On ne peut prétendre réussir l'intensification céréalière et
ensuite développer les oléagineux. Les deux doivent progresser
ensemble car agronomiquement, ils sont complémentaires. C'est le cas
lorsqu'on considère les rotations culturales ou l'alimentation
animale.
A
ce propos, il est regrettable que le projet proposé par Cevital
n'ait reçu aucun écho de la part des autorités.
L'absence
de stratégie actuelle fait que les agriculteurs n'ont rien à
attendre des pouvoir publics. Les oléagineux sont des productions de
grandes cultures. Il revient tout naturellement aux céréaliers d'en
avoir la charge. Déjà 20 000 ha sont plantés en colza. Ils ont
permis en 2012 la production de 50 000 t. A eux de s'emparer de ce
dossier et d'un juteux marché de 1,4 Md $. Depuis 2011, le prix
plafond de l'huile est de 120 DA/l. En cas de réduction des marges
suite, par exemple à une hausse des cours mondiaux de l'huile brute,
un mécanisme de compensation étatique indémnise les industriels.
Pourquoi les paysans producteurs d'oléagineux développant une
activité de trituration à la ferme ne pourraient-ils pas profiter
d'un tel mécanisme ? Ce serait là un puissant encouragement au
développement des oléagineux.
Les
récents progrès techniques en matière d'itinéraires techniques
(semis direct, désherbage, irrigation d'appoint) permettent des
marges rémunératrices. Surtout en comptant avec des circuits courts
de commercialisation excluant les intermédiaires et en comptant avec
la valorisation des sous-produits tel les tourteaux.
DES
ATELIERS DE TRITURATION PAYSANS
Aux
côtés de groupes agro-industriels, il y a de la place
pour
des ateliers ruraux de trituration des oléagineux.
S'ils
ne le font pas, d'autres le feront à leur place comme Danone dans le
cas de la filière lait. Déjà, par rachat d'entreprises locales le
groupe Sofiprotéol/Lesieur-Cristal est présent au Maroc. Il compte
relancer la production locale d'oléagineux et développe déjà avec
succès une huile associant soja, colza et tournesol. En Algérie, la
marque d'huile Afia appartient à une filiale du groupe saoudien
Savola. Certes, une société telle Lesieur-Cristal dispose d'un
savoir faire technique certain. Cependant, les profits générés
profitent avant tout aux actionnaires. L'idéal serait des
partenariats plus équilibrés de type win-win.
L'agriculteur
ne doit pas se contenter d'une courte vue. Son horizon ne doit pas
être limité à la parcelle et encore moins à sa seule
exploitation. Il doit viser le marché. C'est à des leaders paysans
audacieux de se préoccuper du marché et de tracer la voie vers la
culture des oléagineux.A eux de créer de mini-bassins de production
et de fédérer les composantes d'une future interprofession. A
partir d'un noyau de producteurs, il est possible de développer une
politique d'essaimage d'autant plus que le matériel de culture des
oléagineux est quasiment identique à celui des céréales. En
association avec des agriculteurs privés ou des ingénieurs
agronomes et techniciens des EAC, les élites rurales (diplômés
sans emploi, fonctionnaires en reconversion, jeunes retraités,
bénéficiaires de l'Ansej) peuvent mettre sur pied des huileries
approvisionnées par des oléagineux produits localement. Avec les
huileries approvisionnées en olives, les agriculteurs locaux
disposent déjà d'un modèle de production d'huile. A eux d'imposer
aux pouvoirs publics un rapport de force leur étant favorable.

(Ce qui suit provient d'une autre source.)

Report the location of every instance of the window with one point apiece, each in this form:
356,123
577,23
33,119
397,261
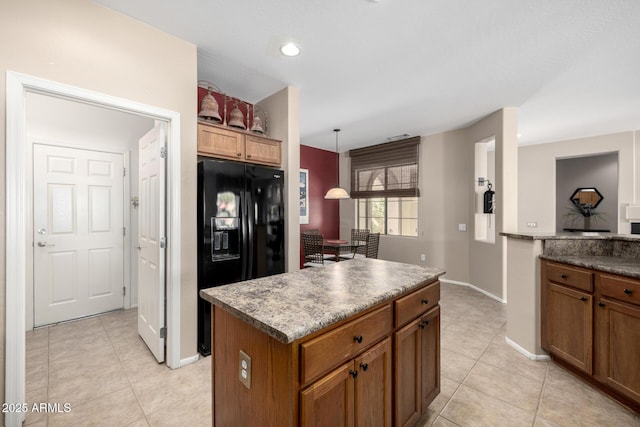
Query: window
384,180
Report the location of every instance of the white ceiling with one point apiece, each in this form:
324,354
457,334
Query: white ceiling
380,69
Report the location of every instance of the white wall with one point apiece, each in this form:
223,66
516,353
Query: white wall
537,176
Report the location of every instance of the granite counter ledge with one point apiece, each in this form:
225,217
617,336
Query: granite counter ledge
293,305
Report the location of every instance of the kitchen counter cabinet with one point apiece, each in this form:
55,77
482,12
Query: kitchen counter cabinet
321,344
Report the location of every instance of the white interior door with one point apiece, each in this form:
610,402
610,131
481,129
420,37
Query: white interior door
78,240
151,241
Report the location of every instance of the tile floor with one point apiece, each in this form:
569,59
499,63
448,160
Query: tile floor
101,367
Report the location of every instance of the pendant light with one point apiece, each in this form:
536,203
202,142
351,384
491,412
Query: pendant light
337,192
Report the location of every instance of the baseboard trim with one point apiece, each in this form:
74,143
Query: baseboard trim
530,356
475,288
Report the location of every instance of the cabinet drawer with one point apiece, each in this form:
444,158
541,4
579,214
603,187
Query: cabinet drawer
574,277
626,290
328,350
413,305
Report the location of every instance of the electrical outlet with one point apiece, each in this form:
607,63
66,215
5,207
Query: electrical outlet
245,369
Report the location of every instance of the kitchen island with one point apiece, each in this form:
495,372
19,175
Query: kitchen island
353,343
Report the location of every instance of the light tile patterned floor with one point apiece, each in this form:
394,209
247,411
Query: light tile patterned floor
102,368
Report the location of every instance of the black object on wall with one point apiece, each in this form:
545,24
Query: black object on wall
240,229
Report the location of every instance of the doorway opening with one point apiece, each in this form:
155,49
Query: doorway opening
18,196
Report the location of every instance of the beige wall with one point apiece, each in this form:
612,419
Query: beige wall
441,207
79,43
537,171
487,261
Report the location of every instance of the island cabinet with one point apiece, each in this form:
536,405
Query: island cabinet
567,300
374,368
591,324
227,143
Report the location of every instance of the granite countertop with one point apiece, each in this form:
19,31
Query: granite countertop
624,266
293,305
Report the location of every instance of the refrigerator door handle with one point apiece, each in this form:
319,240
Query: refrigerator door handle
251,217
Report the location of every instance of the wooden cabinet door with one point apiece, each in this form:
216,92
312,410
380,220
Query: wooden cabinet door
619,346
373,386
329,402
262,150
222,143
570,325
408,374
430,344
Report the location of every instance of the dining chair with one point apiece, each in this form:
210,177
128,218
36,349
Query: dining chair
313,249
373,242
359,236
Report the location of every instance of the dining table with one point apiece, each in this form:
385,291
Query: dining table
338,246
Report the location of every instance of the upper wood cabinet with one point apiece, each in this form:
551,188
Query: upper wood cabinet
591,322
226,143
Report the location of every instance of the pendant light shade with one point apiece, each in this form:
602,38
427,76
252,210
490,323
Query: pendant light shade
337,192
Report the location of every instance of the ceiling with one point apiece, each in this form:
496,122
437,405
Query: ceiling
377,69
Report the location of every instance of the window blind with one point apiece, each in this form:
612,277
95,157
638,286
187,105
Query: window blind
385,170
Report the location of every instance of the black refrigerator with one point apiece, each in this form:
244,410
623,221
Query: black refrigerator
240,229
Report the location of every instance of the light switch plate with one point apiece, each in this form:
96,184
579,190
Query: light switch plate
244,370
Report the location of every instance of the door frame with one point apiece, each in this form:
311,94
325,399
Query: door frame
18,198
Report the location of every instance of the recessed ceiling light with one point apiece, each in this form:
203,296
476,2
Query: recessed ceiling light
290,49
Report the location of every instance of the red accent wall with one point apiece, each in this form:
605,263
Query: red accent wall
323,214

Rapport pouvant permettre par exemple, de disposer de postes
budgétaires afin de recruter du personnel qualifié et de créer des
cellules agronomiques de recherche-développement et d'appui
technique aux producteurs. Une collaboration avec des partenaires
étrangers tel Cetiom.fr permettrait la mise au point plus rapide de
référentiels techniques. Quant à la coopération inter-maghrébine
cela pourrait être l'occasion de bénéficier notamment de
l'expérience marocaine en matière de variétés de colza.
Enfin,
la consommation d'huile ayant tendance à augmenter, une éducation
nutritionnelle devrait concerner les consommateurs.
La
filière oléagineux en Algérie a besoin de visionnaires paysans,
ruraux et agro-industriels… patriotes.